Looking at the Victoria Falls, I couldn’t help feeling that it has a slightly feminine feel to it when compared to the mighty Iguazu Falls between Argentina and Paraguay. When I was doing my round South America drive, we took a jetboat into the jaws of the Iguazu Falls, and even went under one of the smaller water walls. My 1DsM2 didnt feel a thing during that dunking, but i did wrap the body in a small plastic bag. That was awesome, and nearly as thrilling as when we took another dinghy to touch the whales at Punta Valdez in Argentina. But that is another story for another book……

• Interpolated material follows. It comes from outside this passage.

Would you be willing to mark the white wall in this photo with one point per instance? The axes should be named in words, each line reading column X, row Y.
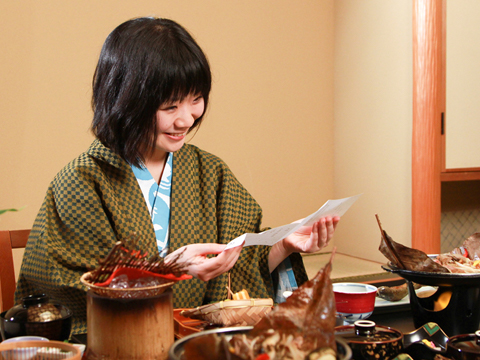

Zambia shares the Victoria Falls on the Zambezi with Zimbabwe. Although not very well known, Zambia has 12 other waterfalls, each with their own special appeal. Among them are the Ngonye Falls on the Zambezi, with water volume second only to the Victoria falls, the Kalambo Falls which is the 2nd highest, and 12 highest in the world, Lumangwe Falls which looks like a smaller version of Victoria Falls, the Ntumbachushi Falls on the Ng’ona River, the Chishimba Falls which the Bemba people regard as sacred because they believe nature spirit Chishimba resides in a cave below the Falls, which is a place of prayer and honour, and where no insults, curses, words of vengeance or hatred may be uttered in the vicinity of the caves. If you want to visit the Victoria Falls, its best is to see it from Livingstone in Zambia, rather than from the Zimbabwe side. However don’t walk alone from Livingstone to the Falls area as there has been many cases of muggings of tourists.
The other place where you need a plane to see it is the Okavango Delta of Botswana. The Okavango Delta is the worl’d largest inland delta, where the Okavango River empties into the Kalahari Desert and its water is simply lost to evaporation instead of to the sea. From the air I could see that this evaporation has created many salt islands. It wasn’t possible to drive deep into the delta, even with our all terrain vehicles, so I hired a Cessna and flew over the Okavango Delta for an aerial view of the concert of life and death being played out in the wilderness below. My PPL licence is not current because its become a bit too expensive to keep flying, and you need to log a certain minimum hours of pilot time per year to keep it current, but the friendly pilot did let me have the controls for some time, when I told him I had a PPL. However he drew the line when I asked to land the plane. Actually flying a plane is like riding a bicycle. You never forget how to ride a bicycle even if you haven’t ridden one for a while. So its the same with flying. For a plane its all about balance , trimming, and power settings. Once those are set, you can virtually let go of everything, light a cigarette, turn on the ADF to a radio station, listen to the music and enjoy the scene below. What could get you into trouble are the safety checks you need to carry out before take off, and before landing. Sometimes you forget to turn on the fuel cocks before take off (happened to me once, in Penang), or to check that both magnetos are ok, etc, etc, for instance. Here’s the other Cessna with my friends imside, flying abreast over the Okavango Delta.
The resident population of the Okavango Delta include large numbers of elephants, lions, cheetahs, leopards, hyenas, kudus, impalas, antelopes, giraffes, crocodiles, hippos, buffalos, white and black rhinos,zebras, warthogs, baboons, ostrich and over 400 species of birds, fish eagles,ibis and a fascinating mix of wildlife that flock to this area when the rains come in winter.